If all you want is access to the learning material so that you may educate yourself at little or no expense you likely have a vastly superior resource right in your own community.
It's called a "reference librarian."
Go introduce yourself.
KFG
So let's just consider going to the local library and finding an available copy of last year's 'Markov Chains and Simulated Neuro-physiology' textbook just right out, shall we?? What we really need is some kind of system that can transmit large quantities of text and pictures to each interested student's workspace, without reducing the supply for anyone else. Gee, I wonder what we could use....
Oh, right, I forgot. Except for those literally thousands of errors I have found in textbooks over the course of my life. So errata must come with each; distributing such and updating such is difficult if it has to come with the physical book -- I suppose you would need the above hypothetical information transport system, tying the errata to the book, in some kind of 'web'.And as I said above, frequently there are no books. Or the books suck, which is an even more common situation. Or school politics fucks up book choice, so the prof is xeroxing and distributing portions of other books, making his own compiliation for the class as it goes along. Or somehow, the prof deigns to think himself talented enough to explain material better, to his focused group, than a general textbook -- perish the thought!

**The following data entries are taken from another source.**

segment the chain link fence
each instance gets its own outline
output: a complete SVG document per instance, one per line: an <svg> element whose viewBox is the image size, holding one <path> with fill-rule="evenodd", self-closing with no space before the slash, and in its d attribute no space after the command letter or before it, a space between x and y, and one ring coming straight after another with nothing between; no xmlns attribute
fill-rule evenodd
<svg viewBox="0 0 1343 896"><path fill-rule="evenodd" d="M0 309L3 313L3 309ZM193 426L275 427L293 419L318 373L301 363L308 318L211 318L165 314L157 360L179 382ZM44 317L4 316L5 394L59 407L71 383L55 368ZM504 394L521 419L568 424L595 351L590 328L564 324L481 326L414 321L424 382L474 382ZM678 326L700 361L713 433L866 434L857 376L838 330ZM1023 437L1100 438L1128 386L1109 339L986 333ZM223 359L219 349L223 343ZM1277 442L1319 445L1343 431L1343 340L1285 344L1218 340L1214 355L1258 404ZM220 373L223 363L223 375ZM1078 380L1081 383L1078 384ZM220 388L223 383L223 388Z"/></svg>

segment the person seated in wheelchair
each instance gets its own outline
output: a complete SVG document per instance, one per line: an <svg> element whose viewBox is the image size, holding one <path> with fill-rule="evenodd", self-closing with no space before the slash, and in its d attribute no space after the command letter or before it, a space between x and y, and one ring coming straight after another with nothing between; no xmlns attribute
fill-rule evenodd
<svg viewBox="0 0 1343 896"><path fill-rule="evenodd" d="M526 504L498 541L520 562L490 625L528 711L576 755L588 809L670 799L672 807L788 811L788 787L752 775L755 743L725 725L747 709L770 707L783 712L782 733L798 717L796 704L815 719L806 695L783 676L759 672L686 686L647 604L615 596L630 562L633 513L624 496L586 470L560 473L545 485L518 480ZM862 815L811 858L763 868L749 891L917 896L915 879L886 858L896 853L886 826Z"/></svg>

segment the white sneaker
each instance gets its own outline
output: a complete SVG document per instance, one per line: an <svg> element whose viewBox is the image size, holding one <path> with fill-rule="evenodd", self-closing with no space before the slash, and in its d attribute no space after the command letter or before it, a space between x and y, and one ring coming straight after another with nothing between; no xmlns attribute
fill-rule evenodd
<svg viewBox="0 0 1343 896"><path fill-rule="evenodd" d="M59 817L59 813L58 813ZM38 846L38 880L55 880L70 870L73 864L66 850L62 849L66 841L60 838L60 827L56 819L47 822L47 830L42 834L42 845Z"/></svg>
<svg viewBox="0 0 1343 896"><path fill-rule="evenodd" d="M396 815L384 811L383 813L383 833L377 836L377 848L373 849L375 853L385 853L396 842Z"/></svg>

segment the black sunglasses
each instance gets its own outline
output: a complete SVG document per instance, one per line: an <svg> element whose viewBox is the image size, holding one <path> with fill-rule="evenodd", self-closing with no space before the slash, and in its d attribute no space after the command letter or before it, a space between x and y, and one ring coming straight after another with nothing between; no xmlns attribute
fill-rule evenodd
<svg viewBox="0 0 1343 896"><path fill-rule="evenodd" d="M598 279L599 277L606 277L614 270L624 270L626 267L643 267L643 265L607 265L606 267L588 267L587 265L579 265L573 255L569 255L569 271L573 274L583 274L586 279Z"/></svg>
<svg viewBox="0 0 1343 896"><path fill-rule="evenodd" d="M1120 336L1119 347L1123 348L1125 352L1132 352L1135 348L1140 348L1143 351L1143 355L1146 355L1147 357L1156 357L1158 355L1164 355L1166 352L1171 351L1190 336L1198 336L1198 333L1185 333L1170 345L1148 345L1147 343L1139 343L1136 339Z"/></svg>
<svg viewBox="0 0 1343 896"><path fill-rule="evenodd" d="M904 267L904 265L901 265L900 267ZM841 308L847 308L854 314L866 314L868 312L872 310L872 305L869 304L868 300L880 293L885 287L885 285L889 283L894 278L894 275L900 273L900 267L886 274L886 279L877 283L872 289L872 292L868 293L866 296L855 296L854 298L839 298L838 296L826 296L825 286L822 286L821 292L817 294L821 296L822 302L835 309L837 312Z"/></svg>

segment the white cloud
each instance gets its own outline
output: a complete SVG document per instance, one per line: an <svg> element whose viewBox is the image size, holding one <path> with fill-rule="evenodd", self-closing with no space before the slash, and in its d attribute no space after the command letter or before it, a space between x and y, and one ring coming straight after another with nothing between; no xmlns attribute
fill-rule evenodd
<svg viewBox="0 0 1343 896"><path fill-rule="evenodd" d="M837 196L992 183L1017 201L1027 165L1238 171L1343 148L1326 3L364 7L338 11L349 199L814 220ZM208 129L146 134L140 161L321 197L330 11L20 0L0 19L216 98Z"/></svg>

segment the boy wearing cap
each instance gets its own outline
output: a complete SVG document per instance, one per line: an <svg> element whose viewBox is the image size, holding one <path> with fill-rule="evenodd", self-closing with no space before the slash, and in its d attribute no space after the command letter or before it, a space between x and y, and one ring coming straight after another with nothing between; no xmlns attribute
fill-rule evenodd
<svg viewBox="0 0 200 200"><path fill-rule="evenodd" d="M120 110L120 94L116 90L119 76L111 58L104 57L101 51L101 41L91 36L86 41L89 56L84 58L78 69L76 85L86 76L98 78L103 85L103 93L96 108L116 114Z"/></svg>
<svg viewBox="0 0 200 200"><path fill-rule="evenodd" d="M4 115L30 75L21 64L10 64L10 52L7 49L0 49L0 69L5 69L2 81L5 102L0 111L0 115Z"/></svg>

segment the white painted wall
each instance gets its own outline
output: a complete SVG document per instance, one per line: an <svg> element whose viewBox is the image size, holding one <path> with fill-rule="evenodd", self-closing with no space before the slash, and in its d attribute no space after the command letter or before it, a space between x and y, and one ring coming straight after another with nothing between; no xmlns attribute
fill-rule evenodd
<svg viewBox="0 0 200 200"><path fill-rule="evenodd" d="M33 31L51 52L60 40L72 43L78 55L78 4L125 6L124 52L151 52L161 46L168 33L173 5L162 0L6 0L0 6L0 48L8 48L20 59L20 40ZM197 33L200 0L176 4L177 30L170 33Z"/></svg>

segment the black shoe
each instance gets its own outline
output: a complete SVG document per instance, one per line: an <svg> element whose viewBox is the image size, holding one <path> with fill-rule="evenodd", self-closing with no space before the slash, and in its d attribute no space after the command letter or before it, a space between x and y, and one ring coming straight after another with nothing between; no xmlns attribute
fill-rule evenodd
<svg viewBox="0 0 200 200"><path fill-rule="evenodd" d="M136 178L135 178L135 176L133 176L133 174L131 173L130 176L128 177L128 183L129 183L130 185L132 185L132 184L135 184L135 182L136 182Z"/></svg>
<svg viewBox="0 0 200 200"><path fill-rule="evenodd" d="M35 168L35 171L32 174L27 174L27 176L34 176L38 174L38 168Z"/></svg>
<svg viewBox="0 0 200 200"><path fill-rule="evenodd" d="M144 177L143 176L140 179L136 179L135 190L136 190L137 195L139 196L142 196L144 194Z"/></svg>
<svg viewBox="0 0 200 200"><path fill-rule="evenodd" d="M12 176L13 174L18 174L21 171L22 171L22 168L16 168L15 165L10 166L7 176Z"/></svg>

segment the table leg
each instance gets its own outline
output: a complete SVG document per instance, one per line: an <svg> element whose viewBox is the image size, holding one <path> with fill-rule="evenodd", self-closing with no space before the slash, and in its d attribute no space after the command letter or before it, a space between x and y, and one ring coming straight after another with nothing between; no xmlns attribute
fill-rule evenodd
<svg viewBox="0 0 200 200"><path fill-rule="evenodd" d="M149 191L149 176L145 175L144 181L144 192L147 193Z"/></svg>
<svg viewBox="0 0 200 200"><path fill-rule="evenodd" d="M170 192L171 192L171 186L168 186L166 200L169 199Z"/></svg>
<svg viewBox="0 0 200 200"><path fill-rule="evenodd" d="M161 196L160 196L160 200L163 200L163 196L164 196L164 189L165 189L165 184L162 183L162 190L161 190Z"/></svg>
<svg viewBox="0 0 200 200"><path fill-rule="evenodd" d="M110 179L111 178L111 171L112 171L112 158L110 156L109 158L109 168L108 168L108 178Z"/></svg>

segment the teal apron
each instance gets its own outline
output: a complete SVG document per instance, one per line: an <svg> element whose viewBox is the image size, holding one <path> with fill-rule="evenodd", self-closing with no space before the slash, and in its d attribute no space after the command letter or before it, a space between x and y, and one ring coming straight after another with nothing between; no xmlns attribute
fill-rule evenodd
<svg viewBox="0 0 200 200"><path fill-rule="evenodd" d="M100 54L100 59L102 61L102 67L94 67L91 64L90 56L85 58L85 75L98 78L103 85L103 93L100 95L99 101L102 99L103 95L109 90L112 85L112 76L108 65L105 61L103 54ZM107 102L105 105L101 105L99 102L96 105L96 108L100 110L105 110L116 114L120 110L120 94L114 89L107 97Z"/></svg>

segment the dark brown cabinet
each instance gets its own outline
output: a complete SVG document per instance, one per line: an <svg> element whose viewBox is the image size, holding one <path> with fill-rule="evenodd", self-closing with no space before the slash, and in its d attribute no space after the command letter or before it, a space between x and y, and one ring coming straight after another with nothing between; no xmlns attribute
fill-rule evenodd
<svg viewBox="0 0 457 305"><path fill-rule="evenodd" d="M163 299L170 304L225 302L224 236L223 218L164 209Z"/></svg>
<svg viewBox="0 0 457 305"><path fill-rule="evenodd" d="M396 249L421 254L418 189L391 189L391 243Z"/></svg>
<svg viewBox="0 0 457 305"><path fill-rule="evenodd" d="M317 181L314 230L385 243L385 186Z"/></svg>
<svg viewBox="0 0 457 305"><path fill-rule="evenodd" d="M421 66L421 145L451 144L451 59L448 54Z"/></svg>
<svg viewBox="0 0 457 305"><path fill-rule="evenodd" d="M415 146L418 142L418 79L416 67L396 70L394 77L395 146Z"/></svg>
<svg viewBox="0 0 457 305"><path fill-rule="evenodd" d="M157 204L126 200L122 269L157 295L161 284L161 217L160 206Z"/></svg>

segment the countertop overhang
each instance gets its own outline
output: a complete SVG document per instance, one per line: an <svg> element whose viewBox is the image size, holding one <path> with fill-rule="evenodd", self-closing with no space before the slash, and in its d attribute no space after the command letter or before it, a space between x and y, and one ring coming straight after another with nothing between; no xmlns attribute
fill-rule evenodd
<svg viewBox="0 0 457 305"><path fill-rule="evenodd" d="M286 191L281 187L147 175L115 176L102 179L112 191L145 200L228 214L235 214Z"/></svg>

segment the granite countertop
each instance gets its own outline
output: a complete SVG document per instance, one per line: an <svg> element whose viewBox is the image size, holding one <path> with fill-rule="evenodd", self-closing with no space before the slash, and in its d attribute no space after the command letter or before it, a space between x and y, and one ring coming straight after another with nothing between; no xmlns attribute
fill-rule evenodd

Okay, cockmonger, let me put it for you straight. The material, at least not all of it, is not available to the public. This missing material, the real deal, the reason people pay 5 or 6 digits for 4 years of it, is the community of learning that supports peoples' interest and efforts. This community is the one thing that the ACES project is trying to duplicate that makes it different from the rest of the 'put notes on the web' projects the world over. Go read the article, join the community, add your ideas to the source -- it's GPLed.So in closing, I should thank you for pushing the declining cause of public libraries. They need more support and funding, and always have. But there is so much more to a college course, and to a college environment, that you are missing. Take another look.